La lettura dei contatori viene eseguita periodicamente ad intervalli regolari da personale della S.A.P almeno una volta all’anno. I dipendenti della S.A.P., muniti di tessera di riconoscimento, hanno la facoltà di accedere nella privata proprietà, oltre che per effettuare la periodica rilevazione dei consumi, per ogni altra verifica sia all’impianto di adduzione che agli apparecchi di utilizzazione. In caso di opposizione da parte dell’utente, la S.A.P. sospenderà la fornitura dell’acqua. Qualora per causa dell’utente non sia stato possibile effettuare più di una lettura periodica del contatore è, facoltà della S.A.P. disporre la sospensione della fornitura fino a che l’utente non abbia consentito al personale della S.A.P. di fare la lettura ed eseguire le opportune verifiche. La S.A.P. si riserva di modificare, nel corso del contratto, l’intervallo fra le letture, restando comunque esclusa l’adozione di una periodicità inferiore a quella mensile, e di emettere una o più fatture di acconto di importo stimato, sulla base dei consumi storici, effettuando il conguaglio dopo la rilevazione effettiva. Nel caso in cui l’utente sia assente durante il normale giro di lettura, l’incaricato lascerà un’apposita cartolina che l’utente dovrà compilare, riportando la lettura attuale del contatore e restituire alla S.A.P. tramite posta.

Art. 09 IRREGOLARE FUNZIONAMENTO DEL CONTATORE

E’ fatto obbligo al consumatore di avvertire la S.A.P. dei difetti di funzionamento che riscontrasse nel contatore.
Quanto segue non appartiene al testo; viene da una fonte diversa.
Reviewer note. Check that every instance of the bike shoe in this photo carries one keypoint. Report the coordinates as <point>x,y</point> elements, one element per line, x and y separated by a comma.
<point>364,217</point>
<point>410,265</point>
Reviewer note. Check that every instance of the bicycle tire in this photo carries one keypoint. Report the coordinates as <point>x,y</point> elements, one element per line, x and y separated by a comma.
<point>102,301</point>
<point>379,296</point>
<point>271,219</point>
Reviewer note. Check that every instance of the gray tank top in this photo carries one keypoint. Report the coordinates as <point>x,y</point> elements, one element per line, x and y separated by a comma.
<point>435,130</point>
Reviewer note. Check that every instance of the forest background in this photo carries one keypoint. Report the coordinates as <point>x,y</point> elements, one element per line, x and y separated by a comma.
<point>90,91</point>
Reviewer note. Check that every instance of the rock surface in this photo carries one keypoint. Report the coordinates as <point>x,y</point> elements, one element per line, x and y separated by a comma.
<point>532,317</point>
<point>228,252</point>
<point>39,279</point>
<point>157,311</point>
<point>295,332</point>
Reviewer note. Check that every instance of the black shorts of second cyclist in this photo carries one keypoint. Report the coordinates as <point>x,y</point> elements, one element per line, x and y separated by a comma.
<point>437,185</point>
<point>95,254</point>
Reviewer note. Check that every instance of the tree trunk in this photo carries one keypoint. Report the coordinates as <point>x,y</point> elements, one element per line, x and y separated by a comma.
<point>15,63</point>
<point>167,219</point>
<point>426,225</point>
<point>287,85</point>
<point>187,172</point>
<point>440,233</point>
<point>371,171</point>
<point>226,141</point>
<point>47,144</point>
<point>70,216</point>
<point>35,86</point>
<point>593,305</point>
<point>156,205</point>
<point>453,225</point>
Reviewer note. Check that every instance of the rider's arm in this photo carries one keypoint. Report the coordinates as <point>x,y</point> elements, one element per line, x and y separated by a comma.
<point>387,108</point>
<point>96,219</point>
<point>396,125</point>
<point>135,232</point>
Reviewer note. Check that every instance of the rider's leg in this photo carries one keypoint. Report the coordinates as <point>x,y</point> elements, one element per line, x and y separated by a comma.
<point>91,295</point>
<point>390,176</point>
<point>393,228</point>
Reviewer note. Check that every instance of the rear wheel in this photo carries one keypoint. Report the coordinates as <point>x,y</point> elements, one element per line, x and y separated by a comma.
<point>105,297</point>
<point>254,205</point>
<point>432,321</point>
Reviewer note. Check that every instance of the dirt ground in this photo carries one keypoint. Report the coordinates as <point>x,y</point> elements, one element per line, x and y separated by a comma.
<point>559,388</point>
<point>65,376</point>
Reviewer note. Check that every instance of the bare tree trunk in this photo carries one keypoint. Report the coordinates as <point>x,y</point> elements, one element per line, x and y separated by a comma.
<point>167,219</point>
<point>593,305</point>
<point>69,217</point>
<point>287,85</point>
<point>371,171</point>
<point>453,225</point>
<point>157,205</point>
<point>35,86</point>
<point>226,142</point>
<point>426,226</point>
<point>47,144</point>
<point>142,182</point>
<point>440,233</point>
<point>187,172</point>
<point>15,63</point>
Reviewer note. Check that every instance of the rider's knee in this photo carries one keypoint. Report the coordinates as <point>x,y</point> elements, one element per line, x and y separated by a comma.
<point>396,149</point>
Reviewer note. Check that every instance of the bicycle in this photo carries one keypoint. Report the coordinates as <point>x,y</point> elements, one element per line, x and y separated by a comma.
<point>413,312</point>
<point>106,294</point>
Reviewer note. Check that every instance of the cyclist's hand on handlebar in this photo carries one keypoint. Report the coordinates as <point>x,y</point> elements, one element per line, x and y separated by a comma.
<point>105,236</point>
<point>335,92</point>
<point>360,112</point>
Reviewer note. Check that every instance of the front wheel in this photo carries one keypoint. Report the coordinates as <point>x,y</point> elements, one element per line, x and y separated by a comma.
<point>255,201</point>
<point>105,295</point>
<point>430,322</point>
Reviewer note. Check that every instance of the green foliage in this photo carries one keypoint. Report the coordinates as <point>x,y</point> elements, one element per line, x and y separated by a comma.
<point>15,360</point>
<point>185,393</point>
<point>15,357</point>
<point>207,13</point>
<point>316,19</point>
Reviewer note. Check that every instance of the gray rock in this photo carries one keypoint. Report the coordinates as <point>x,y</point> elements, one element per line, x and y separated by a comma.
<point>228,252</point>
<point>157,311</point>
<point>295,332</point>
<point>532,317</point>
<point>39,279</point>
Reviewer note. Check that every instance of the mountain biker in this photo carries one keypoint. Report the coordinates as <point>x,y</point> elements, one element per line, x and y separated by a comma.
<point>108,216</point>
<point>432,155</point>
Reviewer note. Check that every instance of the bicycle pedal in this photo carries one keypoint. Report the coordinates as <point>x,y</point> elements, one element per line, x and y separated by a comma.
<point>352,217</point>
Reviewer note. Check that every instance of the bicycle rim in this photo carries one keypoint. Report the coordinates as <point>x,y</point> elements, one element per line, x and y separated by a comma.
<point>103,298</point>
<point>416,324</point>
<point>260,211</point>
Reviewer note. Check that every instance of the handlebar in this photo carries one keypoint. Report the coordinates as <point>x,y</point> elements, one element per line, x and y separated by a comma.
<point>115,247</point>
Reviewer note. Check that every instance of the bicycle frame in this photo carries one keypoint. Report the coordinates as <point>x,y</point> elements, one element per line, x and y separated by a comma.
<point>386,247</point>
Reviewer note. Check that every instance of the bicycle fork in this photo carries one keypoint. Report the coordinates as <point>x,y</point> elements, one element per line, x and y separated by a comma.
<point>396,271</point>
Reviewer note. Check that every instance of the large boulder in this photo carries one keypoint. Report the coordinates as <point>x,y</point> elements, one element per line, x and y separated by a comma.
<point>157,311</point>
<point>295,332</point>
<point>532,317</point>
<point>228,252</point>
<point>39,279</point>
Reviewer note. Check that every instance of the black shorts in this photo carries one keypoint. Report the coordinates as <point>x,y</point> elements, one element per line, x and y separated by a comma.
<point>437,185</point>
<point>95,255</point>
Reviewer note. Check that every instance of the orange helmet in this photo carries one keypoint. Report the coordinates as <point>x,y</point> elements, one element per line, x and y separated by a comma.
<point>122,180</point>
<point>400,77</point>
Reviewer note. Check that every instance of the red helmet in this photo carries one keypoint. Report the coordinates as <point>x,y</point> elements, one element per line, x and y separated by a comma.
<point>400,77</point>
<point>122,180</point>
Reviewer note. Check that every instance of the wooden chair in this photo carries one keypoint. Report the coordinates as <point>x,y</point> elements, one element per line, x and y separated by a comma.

Se per cause indipendenti dal consumatore non fosse possibile rilevare l’esatto consumo dell’acqua a causa del funzionamento irregolare del contatore, la S.A.P. ha la facoltà di addebitare, per il periodo di irregolare funzionamento del contatore, un consumo stimato pari a quello rilevato nel corrispondente periodo dell’anno precedente o, quando manchi tale riferimento, in base alla media dei consumi degli ultimi 3 anni. Qualora manchi il riferimento ai suddetti consumi storici, la S.A.P. ha la facoltà di addebitare un consumo stimato tenendo conto della dotazione idrica media del Comune dell’anno precedente.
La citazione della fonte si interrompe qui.